Inherently, I consider myself to be be an extremely skeptical pessimist. I think part of it is a defense mechanism that I employ to “protect” myself from bad news. Which is why in the rare instances that I feel optimistic, I know that something is actually happening for real.
I’ll admit that the most challenging part of Art Prof is maintaining my daily faith in the project. I have never felt such an intense conviction about any project in my life, and yet Art Prof has also been a project that has tested all of my limits in patience and optimism. Some days it’s too easy to feel like no progress is being made, and I’m creating content in my own little black pit.
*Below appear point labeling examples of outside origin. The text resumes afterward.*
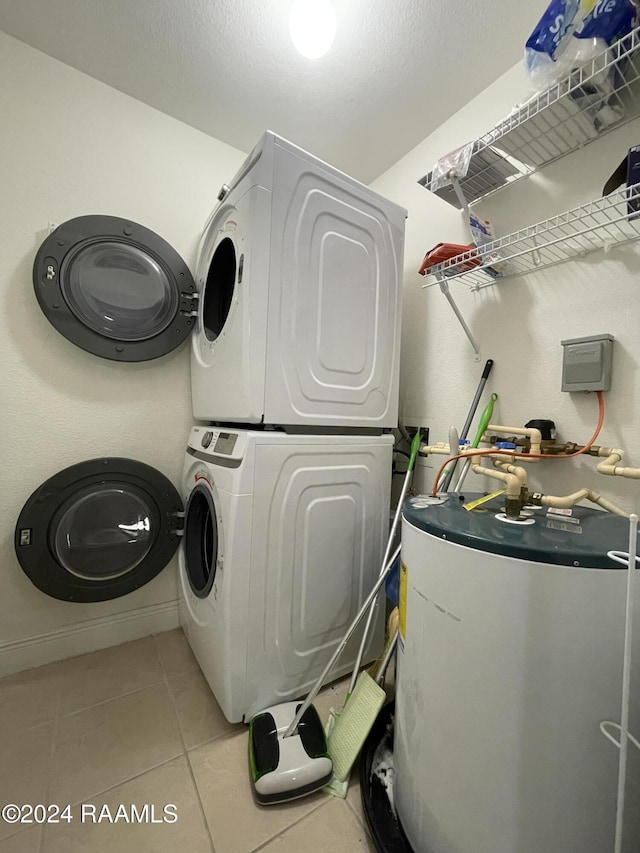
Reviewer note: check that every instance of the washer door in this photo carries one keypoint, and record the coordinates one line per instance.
(99, 530)
(114, 288)
(201, 541)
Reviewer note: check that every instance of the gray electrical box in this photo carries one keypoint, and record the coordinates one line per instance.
(586, 363)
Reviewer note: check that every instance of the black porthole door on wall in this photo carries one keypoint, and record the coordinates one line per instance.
(115, 288)
(99, 530)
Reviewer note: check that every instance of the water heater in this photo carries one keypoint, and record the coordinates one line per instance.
(510, 658)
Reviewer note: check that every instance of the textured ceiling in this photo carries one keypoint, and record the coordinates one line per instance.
(397, 69)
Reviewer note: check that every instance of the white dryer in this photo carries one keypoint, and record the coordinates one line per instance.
(283, 540)
(299, 275)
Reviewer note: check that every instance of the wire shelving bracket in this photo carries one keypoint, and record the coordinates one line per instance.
(600, 224)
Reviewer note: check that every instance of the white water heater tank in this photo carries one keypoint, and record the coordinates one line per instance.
(511, 657)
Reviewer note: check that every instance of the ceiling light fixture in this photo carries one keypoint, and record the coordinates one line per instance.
(312, 24)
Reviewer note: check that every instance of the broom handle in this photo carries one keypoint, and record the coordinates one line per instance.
(334, 657)
(367, 627)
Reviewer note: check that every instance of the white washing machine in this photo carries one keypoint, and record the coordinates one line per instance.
(283, 540)
(299, 277)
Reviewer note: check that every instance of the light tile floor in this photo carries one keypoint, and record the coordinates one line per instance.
(137, 724)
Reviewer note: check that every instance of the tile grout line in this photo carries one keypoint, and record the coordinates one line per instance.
(53, 750)
(284, 831)
(111, 699)
(184, 746)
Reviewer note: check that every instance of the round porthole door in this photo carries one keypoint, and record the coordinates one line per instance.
(115, 288)
(99, 530)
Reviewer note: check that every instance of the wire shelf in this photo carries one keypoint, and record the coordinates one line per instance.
(601, 96)
(600, 224)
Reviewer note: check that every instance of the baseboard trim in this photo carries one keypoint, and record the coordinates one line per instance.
(87, 636)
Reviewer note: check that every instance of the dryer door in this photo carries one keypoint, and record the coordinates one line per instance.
(114, 288)
(99, 530)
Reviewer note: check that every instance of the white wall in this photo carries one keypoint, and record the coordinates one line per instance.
(70, 146)
(519, 322)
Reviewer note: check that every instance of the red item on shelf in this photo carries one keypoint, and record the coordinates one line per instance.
(444, 251)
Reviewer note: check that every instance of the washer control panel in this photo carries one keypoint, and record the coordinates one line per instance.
(218, 442)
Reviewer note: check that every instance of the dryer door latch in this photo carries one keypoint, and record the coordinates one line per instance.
(180, 514)
(190, 304)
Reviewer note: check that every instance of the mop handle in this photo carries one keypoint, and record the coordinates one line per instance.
(367, 627)
(467, 424)
(415, 447)
(334, 657)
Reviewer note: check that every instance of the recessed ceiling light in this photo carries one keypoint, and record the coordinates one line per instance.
(312, 24)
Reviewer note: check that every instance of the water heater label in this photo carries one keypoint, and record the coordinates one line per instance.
(402, 600)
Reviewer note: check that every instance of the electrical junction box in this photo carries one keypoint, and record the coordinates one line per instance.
(586, 363)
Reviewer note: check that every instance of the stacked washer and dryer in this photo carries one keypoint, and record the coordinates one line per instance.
(282, 512)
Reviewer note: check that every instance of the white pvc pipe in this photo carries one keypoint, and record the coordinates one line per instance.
(626, 680)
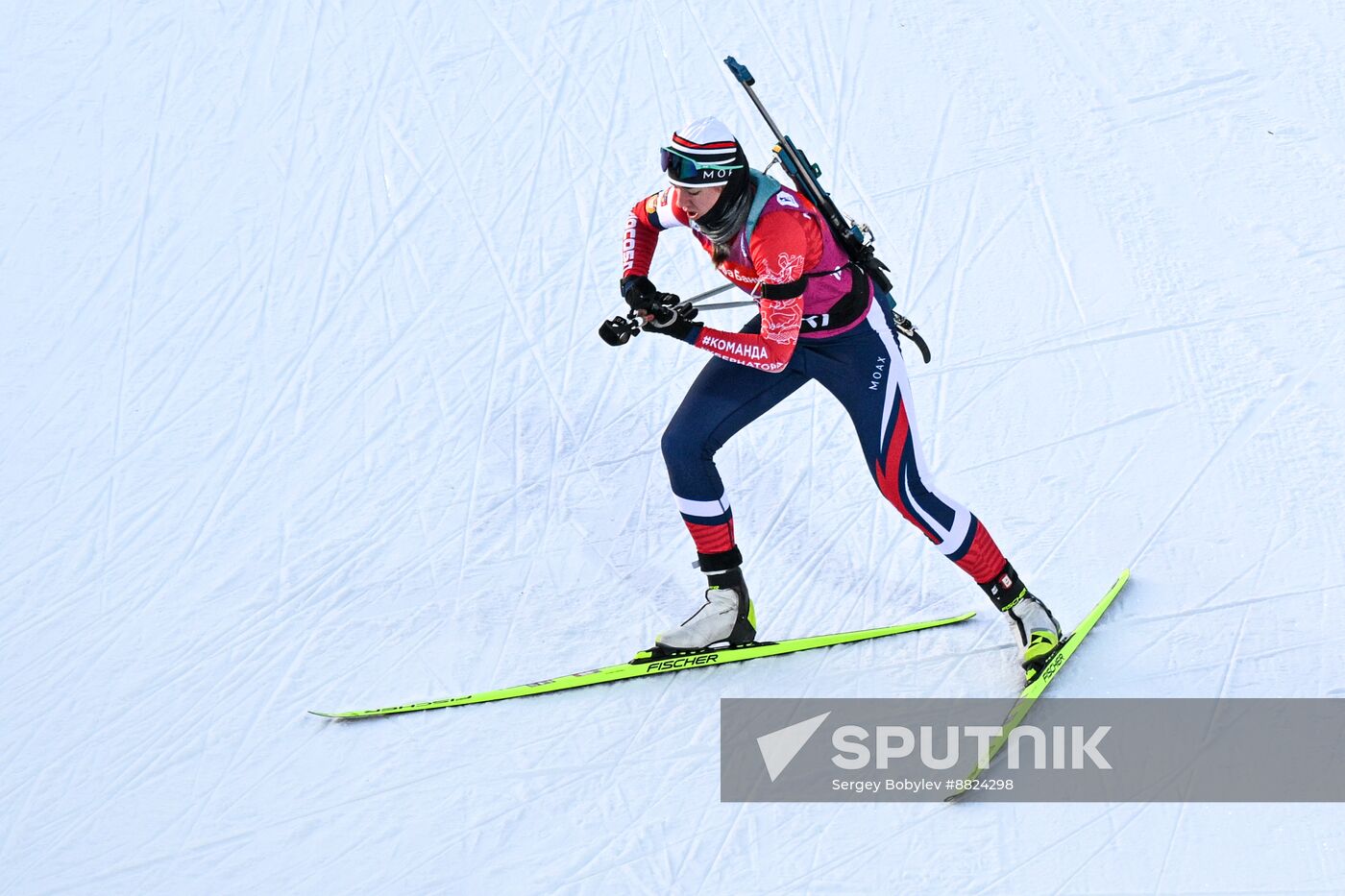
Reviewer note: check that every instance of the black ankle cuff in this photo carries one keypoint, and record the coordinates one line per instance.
(1005, 590)
(721, 561)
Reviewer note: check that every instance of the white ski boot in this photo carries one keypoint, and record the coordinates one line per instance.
(1036, 630)
(726, 617)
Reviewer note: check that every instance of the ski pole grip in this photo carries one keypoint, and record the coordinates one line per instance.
(740, 71)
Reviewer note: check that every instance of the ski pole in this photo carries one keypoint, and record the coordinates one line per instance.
(619, 329)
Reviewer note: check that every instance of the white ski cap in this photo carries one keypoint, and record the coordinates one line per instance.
(702, 154)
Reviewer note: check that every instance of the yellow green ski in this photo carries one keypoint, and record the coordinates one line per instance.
(1032, 691)
(646, 664)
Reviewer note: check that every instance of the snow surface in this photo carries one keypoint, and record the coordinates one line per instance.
(305, 409)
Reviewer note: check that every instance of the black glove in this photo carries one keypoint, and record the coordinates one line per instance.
(674, 322)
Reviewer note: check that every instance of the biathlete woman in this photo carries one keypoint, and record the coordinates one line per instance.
(820, 319)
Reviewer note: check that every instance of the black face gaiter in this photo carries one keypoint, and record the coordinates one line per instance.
(729, 213)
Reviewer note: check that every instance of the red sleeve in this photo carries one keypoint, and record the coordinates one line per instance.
(779, 254)
(648, 218)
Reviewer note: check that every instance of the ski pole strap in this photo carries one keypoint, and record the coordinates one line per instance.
(908, 329)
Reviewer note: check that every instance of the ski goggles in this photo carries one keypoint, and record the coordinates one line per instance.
(688, 170)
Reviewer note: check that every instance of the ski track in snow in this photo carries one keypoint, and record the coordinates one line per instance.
(306, 410)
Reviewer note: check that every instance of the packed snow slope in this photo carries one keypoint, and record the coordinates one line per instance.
(305, 408)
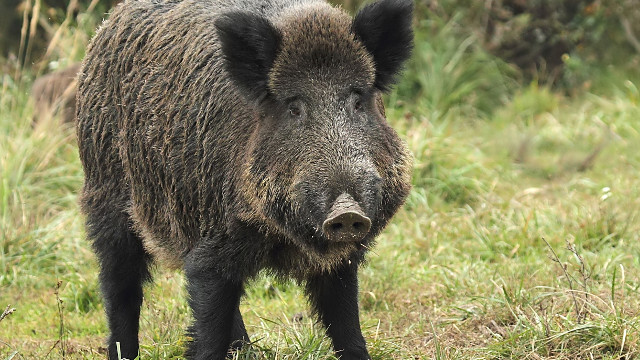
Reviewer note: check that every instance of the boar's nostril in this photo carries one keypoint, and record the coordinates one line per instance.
(346, 221)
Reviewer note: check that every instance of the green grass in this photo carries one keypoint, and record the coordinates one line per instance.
(520, 239)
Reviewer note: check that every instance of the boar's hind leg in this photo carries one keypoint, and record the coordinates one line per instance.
(123, 270)
(214, 301)
(334, 298)
(239, 334)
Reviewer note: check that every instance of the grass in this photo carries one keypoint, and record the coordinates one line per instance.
(520, 239)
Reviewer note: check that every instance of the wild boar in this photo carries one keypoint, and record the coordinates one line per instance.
(233, 136)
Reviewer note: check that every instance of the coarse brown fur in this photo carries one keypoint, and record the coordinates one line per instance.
(195, 159)
(55, 94)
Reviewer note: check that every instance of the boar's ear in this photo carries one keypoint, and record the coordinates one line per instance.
(249, 45)
(384, 27)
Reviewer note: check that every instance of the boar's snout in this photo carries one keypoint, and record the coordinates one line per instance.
(346, 221)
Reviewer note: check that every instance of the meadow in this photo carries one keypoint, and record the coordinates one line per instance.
(519, 240)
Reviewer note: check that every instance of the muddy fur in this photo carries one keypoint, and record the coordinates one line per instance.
(215, 135)
(55, 94)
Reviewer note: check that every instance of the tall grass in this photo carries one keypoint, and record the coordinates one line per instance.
(518, 241)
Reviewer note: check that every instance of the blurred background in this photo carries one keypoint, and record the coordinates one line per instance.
(520, 239)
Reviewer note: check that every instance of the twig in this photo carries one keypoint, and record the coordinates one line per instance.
(569, 280)
(61, 315)
(584, 273)
(8, 311)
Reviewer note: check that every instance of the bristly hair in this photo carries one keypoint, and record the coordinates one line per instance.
(249, 45)
(384, 27)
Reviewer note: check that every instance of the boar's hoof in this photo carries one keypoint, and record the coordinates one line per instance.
(346, 221)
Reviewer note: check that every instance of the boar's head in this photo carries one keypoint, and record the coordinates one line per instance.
(323, 168)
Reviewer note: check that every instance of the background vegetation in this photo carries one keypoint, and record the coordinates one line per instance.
(520, 239)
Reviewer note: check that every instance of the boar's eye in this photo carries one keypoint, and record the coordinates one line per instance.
(295, 110)
(356, 103)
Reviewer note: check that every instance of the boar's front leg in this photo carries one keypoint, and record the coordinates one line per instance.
(334, 298)
(214, 300)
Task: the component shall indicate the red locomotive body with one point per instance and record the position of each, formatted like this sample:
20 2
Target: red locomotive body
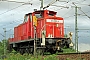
49 33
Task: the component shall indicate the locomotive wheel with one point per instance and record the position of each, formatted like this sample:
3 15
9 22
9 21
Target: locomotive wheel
40 52
52 51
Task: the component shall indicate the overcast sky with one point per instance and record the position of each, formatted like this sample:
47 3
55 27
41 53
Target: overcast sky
12 14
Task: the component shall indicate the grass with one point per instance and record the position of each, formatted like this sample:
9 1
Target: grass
18 56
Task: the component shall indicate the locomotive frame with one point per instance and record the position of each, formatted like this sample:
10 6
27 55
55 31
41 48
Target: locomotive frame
49 35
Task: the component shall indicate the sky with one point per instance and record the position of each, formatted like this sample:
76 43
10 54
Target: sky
12 14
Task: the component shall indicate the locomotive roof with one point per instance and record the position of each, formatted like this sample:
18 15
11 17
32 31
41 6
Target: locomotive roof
42 11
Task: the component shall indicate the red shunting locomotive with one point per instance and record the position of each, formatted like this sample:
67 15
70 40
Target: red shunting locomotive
43 27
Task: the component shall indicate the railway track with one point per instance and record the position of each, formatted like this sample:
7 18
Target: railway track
74 56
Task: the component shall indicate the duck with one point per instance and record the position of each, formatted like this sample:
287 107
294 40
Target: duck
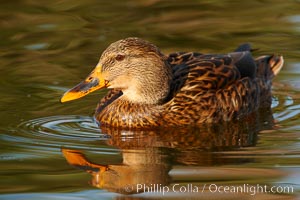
148 89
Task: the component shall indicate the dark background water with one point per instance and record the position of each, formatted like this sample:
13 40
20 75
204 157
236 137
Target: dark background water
47 47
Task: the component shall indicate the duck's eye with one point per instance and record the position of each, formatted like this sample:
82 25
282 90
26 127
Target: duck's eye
120 57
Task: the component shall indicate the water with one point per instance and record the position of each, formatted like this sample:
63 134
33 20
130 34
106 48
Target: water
48 47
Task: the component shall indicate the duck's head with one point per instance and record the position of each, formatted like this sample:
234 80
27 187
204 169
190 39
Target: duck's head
132 65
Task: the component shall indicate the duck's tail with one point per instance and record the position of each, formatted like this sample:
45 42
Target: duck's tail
269 66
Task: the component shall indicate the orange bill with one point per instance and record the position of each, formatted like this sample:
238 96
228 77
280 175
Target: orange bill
93 82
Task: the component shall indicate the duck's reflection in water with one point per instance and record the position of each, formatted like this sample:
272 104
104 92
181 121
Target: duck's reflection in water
148 155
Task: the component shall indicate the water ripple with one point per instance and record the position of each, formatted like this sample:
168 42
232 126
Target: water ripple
49 134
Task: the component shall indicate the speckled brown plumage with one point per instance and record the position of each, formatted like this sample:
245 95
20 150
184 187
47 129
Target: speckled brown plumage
204 89
150 89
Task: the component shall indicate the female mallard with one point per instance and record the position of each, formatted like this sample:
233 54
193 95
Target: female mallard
150 89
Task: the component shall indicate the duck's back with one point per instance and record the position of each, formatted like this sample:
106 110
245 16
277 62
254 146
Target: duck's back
212 88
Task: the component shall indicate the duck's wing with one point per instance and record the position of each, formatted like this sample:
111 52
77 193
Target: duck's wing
197 73
212 87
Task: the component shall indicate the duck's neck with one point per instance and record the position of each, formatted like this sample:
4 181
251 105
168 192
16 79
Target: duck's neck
149 86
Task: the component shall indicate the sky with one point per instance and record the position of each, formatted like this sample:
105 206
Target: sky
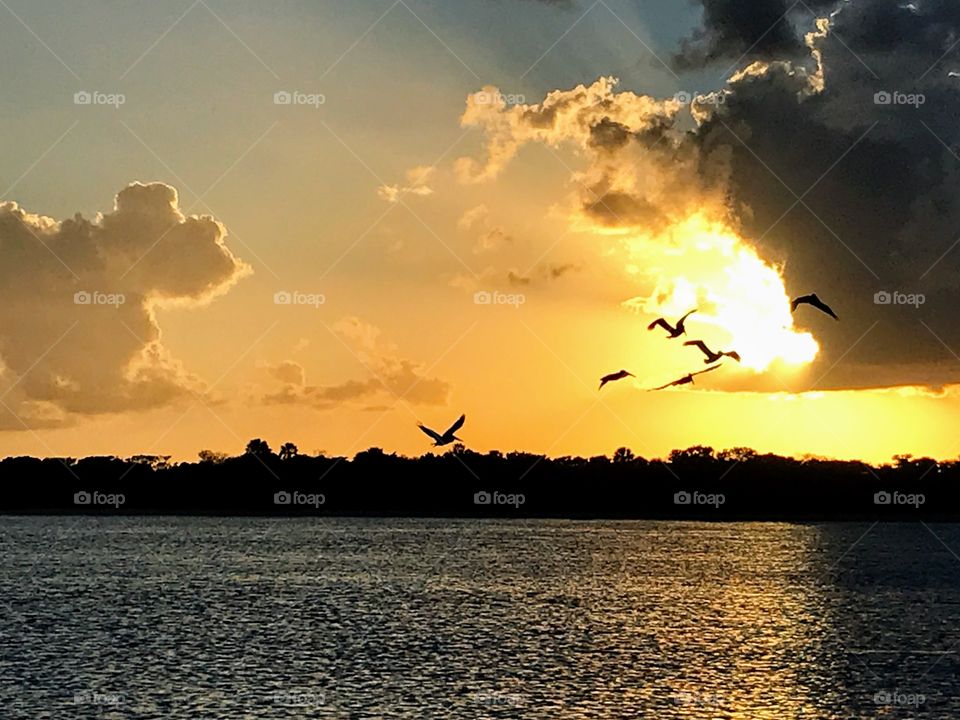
325 222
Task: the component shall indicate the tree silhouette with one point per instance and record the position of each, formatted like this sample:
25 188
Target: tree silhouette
258 448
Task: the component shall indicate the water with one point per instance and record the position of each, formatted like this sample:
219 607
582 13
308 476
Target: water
343 618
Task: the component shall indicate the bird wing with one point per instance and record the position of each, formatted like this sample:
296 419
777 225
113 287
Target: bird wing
456 426
821 305
700 344
430 432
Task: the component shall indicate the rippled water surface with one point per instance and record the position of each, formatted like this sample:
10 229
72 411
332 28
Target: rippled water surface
261 618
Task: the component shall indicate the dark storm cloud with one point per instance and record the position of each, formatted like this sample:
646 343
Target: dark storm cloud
764 29
880 186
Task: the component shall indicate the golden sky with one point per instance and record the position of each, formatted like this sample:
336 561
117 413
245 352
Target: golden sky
324 226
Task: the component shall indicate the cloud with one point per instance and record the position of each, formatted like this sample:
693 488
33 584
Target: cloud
78 329
491 236
417 179
732 29
391 376
839 190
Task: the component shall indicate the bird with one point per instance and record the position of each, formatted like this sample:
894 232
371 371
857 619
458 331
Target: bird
672 331
711 355
614 376
812 299
449 436
685 380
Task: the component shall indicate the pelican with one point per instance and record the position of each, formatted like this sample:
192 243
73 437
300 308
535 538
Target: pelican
812 299
685 380
673 331
711 355
614 376
449 436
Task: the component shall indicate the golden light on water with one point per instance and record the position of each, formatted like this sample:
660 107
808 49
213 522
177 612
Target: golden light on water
703 264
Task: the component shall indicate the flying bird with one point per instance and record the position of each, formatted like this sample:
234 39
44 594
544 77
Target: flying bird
685 380
614 376
711 355
812 299
672 331
449 436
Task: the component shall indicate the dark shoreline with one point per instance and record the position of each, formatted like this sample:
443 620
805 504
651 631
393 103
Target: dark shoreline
693 484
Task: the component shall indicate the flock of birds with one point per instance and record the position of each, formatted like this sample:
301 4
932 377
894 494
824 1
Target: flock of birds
673 331
710 356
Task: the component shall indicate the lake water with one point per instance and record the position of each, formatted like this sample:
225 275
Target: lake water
341 618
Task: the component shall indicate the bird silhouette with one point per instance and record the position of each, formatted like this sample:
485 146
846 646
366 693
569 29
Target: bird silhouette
816 302
672 331
711 355
685 380
619 375
449 436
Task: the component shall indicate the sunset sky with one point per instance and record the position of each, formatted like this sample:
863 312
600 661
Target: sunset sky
477 207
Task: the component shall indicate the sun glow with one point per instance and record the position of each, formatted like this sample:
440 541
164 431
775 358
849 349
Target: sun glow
705 265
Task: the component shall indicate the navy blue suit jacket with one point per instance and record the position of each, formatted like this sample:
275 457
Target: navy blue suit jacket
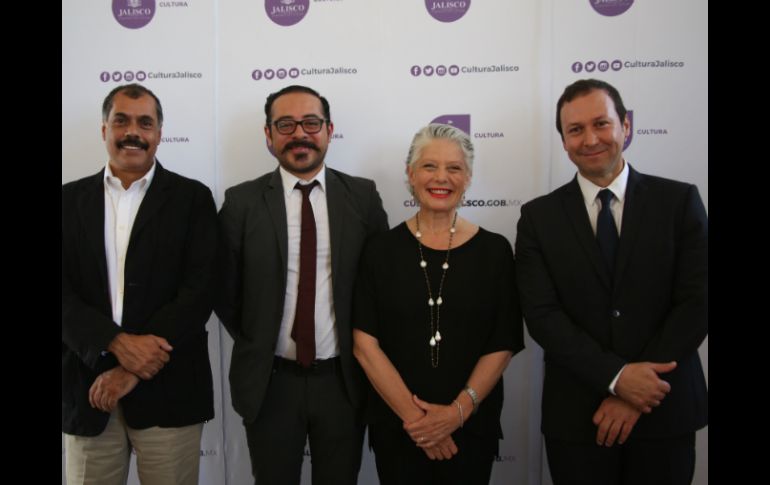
589 327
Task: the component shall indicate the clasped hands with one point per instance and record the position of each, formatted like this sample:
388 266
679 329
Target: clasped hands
638 389
140 356
433 431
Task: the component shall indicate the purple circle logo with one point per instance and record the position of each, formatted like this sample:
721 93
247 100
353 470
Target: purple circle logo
462 121
286 12
610 8
133 14
447 10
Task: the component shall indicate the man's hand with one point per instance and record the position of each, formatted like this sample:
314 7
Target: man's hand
110 387
640 386
143 355
614 417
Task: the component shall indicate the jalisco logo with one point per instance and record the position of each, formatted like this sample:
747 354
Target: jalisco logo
453 69
286 12
617 65
447 10
133 14
591 66
610 8
463 122
474 202
294 72
643 131
139 76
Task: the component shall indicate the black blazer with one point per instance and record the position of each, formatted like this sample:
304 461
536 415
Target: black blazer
657 309
252 270
168 276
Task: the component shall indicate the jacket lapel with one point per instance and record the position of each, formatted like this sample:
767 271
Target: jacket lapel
574 205
276 205
156 196
335 202
91 209
633 214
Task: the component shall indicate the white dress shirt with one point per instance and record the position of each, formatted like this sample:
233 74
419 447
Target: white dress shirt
326 340
593 205
120 208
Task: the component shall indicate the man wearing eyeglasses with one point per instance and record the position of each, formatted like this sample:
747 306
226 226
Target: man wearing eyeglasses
291 244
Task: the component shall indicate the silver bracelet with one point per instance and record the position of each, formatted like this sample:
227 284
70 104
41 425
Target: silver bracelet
474 398
460 409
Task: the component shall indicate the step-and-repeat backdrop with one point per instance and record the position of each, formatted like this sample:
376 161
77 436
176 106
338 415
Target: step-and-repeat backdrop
493 68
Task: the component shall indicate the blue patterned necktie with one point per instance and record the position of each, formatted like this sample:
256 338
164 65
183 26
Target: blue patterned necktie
606 230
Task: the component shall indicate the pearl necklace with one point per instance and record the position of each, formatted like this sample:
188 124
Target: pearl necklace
435 333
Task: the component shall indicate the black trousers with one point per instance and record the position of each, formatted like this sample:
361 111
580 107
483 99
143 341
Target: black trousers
401 462
302 405
662 461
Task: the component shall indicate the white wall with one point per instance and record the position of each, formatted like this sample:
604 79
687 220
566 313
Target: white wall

Which is why due some recent developments (which I can’t talk about just yet!) have been a monumental boost that have given me a renewed confidence in the future. I’ve had countless moments in this project where we were so close to a major breakthrough, only to have things fall apart with a deafening thud.
Last night I had a the final Skype call of the year with the TAs, and it was great to step back together as a group and reflect upon what has happened this year, and where we want to go in 2018. What’s been interesting is that two TAs mentioned that when I show up with good news, they’re excited, but also not surprised. Which is incredible that their faith in the project and belief in what we’re doing is so strong.
When I step back and look at 2017, it’s crazy to me that Artprof.org hasn’t been live for a year yet. (we launched in February 2017) On one hand, I feel like it’s been live forever, on another, it feels like the website is just getting started. I’ve been really focused in the past year on simply beefing up the quantity of content on the website, and it feels like the content is now substantial enough that I can breathe a little more and redirect more of my energy towards achieving long term funding for the project.
Despite our Kickstarter campaign in 2016, we’ve burned through those funds. Financially, we are barely surviving on a very thin thread, but we’re still here, and the community we’ve worked so hard to build is growing every day. Creating content and brainstorming new ideas and formats has always been the easy part, getting funding and sponsors is a completely different story.
Despite my struggle to maintain my daily confidence in the project, I couldn’t be more proud of the team at Art Prof. They’ve lifted me up, brought ongoing energy and innovation to the project, and are the rock that I’ve come to rely on.
When I first envisioned Art Prof in 2014, I always imagined it as a solo project that I would have to carry on my own. Today, the thought of working on Art Prof by myself is inconceivable. Now, the project is so much bigger than one person, and everyday I’m inspired by what we’ve built together.